From a statistical point of view this means that comparing values of the CPI from before the change to after the change really doesn’t work.
By changing the definition they lied with statistics.
In the gun rights world we see this with the definitions of “mass shooting” and “school shootings.”. The FBI has defined both of those. Fortunately it turns out that there are very few mass shootings and fewer still mass school shootings. By changing the definitions you can increase the reported number of mass shootings.
So instead of “4 or more killed excluding the shooter” we end up with the much more inclusive definition of “4 or more people killed or wounded including the shooter.”
The FBI excludes gang violence. The fearmonger definition does not. This is why we hear claims of “more mass shootings than days”. If it was truly the case that there was a mass shooting a day we would be hearing about it non-stop. Instead, most of the shootings are regulated to gang shootings and it doesn’t make the news.
They lied with statistic by changing the definition of mass shooting to include many more events. Events that most people would not consider to be mass shootings.
The fear mongers have redefined “school shooting” in a similar way. Instead of a shooter entering a school and shooting students and staff they use “a gun was fired on school property.” That’s how we end up with school shootings including a man that committed suicide in a school parking lot. Drug deals gone wrong on school property after hours and after dark. A shooting in a school bus parking lot after midnight. Yes, all these took place on school property, but most of them did not involve actual students in school.
Another example of the definition game is in defensive gun use. The article that Miguel posted on July 25, 2022 uses a definition of “killing the suspect/attacker/criminal.” This definition ignores merely wounding the animal. It ignores presenting the weapon and having that stop the criminal act. It ignores all the other ways that a DGU happens where nobody ends up dead.
One last definition game, conflating suicide, justifiable homicide and murder in the term “gun violence”.
Next on our list of ways to lie with statistics is sample selection. The advertisements use to be “4 out of 5 dentists recommends Crest Toothpaste.” That is a cool trick, how many dentists did they sample? Did they sample 5 and stopped with the first that said something else? Or did they sample a few thousand?
How did the select that sample? Did they send out free “patient cleaning kits” to dentists with the small tube of Crest and include a survey form? Did they call dentists that had gotten samples? Or did they call a random yet large sample of dentists?

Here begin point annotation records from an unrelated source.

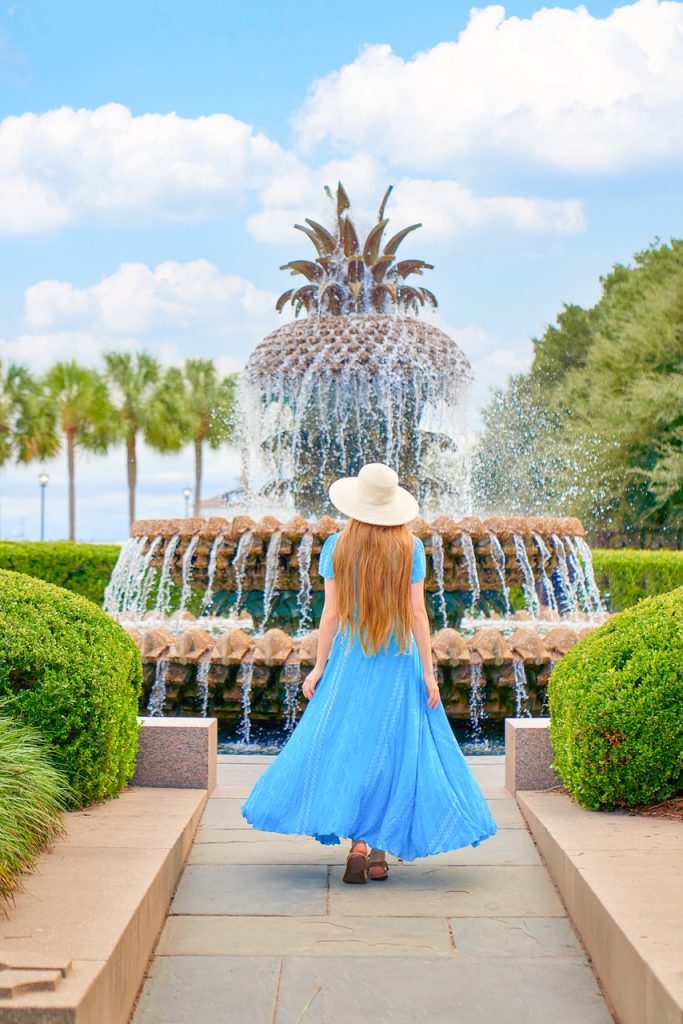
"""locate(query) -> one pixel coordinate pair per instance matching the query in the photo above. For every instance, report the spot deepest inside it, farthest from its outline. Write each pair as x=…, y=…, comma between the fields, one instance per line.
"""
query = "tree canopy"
x=595, y=428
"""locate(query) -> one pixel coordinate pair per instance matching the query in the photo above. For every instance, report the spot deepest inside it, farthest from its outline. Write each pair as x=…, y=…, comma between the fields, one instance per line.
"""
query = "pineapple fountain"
x=224, y=609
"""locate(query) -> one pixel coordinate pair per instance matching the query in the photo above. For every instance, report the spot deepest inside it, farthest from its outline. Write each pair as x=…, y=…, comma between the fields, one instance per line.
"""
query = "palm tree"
x=28, y=421
x=85, y=416
x=210, y=407
x=147, y=401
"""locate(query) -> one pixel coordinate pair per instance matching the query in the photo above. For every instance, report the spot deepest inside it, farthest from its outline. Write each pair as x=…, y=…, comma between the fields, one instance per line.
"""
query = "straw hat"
x=374, y=496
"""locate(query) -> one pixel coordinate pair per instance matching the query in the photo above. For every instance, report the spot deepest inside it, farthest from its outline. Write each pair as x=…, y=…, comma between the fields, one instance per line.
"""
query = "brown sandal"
x=378, y=862
x=356, y=863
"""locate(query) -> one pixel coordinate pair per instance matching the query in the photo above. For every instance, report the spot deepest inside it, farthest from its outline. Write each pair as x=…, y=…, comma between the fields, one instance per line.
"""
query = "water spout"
x=187, y=567
x=304, y=597
x=202, y=677
x=163, y=605
x=437, y=562
x=528, y=583
x=271, y=573
x=158, y=692
x=213, y=563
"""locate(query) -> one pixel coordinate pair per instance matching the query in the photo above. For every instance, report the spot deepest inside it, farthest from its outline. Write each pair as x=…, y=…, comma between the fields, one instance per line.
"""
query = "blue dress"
x=369, y=759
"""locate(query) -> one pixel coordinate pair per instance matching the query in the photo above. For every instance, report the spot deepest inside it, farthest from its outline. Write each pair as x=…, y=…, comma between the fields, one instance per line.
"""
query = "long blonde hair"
x=373, y=567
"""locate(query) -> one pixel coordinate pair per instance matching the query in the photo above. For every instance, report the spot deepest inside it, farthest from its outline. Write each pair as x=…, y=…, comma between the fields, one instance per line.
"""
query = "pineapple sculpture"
x=358, y=378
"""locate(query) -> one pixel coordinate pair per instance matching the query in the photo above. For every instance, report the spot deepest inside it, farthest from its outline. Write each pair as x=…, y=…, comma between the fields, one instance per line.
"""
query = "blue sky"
x=538, y=145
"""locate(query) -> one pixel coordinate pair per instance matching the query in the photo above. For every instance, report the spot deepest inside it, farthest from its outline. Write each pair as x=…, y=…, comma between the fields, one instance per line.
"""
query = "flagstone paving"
x=263, y=931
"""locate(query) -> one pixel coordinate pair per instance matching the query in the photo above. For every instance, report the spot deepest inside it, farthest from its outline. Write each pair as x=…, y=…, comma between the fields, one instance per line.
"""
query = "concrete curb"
x=75, y=946
x=620, y=877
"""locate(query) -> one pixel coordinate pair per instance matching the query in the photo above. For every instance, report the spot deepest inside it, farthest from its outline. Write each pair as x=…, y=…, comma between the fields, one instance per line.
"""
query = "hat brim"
x=346, y=496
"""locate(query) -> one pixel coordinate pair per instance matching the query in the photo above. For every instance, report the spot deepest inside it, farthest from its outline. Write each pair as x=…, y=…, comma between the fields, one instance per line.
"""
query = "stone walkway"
x=263, y=931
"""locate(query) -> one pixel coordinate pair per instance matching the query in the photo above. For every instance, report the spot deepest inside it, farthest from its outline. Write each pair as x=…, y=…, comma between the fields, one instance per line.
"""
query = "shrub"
x=616, y=709
x=74, y=675
x=630, y=576
x=83, y=568
x=33, y=793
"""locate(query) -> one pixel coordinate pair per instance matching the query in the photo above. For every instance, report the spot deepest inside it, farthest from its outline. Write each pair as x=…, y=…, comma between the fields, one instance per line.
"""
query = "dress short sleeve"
x=325, y=565
x=419, y=561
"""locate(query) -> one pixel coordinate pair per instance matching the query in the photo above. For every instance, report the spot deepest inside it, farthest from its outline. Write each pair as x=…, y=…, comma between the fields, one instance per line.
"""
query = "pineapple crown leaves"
x=350, y=278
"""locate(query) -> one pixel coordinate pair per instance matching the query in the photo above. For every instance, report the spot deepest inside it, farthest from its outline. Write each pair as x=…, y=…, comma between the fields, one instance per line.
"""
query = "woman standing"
x=373, y=757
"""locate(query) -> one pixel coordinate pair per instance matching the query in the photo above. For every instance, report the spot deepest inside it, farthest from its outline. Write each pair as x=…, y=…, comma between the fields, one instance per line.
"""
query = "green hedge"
x=629, y=574
x=33, y=793
x=83, y=568
x=74, y=675
x=616, y=709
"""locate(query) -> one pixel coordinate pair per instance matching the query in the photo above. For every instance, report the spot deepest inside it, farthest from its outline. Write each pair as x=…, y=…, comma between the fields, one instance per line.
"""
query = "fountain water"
x=203, y=669
x=271, y=573
x=437, y=561
x=240, y=565
x=163, y=604
x=158, y=694
x=213, y=563
x=476, y=705
x=187, y=566
x=304, y=596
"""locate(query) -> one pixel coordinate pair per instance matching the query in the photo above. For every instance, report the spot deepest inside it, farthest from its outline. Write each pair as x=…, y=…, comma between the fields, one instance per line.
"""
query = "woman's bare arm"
x=326, y=636
x=423, y=640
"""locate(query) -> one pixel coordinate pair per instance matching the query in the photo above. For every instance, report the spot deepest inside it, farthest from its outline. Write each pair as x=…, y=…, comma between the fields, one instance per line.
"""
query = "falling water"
x=163, y=604
x=471, y=566
x=187, y=568
x=158, y=692
x=528, y=584
x=291, y=676
x=547, y=587
x=147, y=577
x=498, y=555
x=211, y=571
x=240, y=566
x=245, y=675
x=577, y=577
x=202, y=677
x=589, y=573
x=521, y=695
x=271, y=573
x=437, y=562
x=116, y=588
x=566, y=600
x=477, y=712
x=304, y=596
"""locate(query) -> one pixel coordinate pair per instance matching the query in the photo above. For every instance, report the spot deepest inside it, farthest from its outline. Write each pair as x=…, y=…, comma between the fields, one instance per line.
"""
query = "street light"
x=42, y=479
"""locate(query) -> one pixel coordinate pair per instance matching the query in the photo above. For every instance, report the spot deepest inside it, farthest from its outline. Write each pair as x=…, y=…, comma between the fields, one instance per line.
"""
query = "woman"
x=373, y=757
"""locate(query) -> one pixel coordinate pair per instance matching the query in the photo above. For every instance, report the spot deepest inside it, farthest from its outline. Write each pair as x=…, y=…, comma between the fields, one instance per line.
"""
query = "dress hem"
x=332, y=838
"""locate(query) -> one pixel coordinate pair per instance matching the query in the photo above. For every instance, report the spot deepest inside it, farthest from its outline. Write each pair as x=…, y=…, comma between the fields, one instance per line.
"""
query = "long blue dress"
x=369, y=759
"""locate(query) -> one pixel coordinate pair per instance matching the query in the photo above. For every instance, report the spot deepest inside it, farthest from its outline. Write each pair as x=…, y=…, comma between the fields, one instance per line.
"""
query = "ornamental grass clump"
x=74, y=674
x=616, y=709
x=33, y=793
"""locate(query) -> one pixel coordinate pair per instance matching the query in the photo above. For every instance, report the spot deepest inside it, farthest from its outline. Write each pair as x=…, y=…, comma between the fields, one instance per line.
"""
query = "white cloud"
x=173, y=310
x=69, y=165
x=561, y=87
x=445, y=209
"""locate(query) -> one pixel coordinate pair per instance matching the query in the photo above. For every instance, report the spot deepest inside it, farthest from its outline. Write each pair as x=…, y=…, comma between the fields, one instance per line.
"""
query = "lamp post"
x=42, y=479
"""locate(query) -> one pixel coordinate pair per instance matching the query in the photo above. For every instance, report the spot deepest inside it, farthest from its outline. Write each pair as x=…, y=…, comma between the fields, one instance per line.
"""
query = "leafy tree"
x=85, y=416
x=596, y=427
x=147, y=401
x=210, y=407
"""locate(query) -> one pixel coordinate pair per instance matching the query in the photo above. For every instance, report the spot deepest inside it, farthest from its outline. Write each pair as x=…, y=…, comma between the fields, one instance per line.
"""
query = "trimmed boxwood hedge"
x=616, y=709
x=83, y=568
x=74, y=675
x=629, y=576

This is how you can have the same survey question asked on two different platforms and get completely different results. If you asked “What is better, to hardent schools by allowing teachers and staff to carry or to add metal detectors at the entrance?” here or on Daily KOS you will get very different answers. Same of asking Fox viewers v. CNN viewers, you get vastly different answer because your sample selection is vastly different.
In polling it is also an issue with what questions are asked and how.
All of these lead to answers based on statistics that completely lie.
Never ever trust a statistic without knowing what was measured, how it was measured, what the error rate is, what the standard deviation is.
Why do they think we are so stupid that we can’t see what they are doing?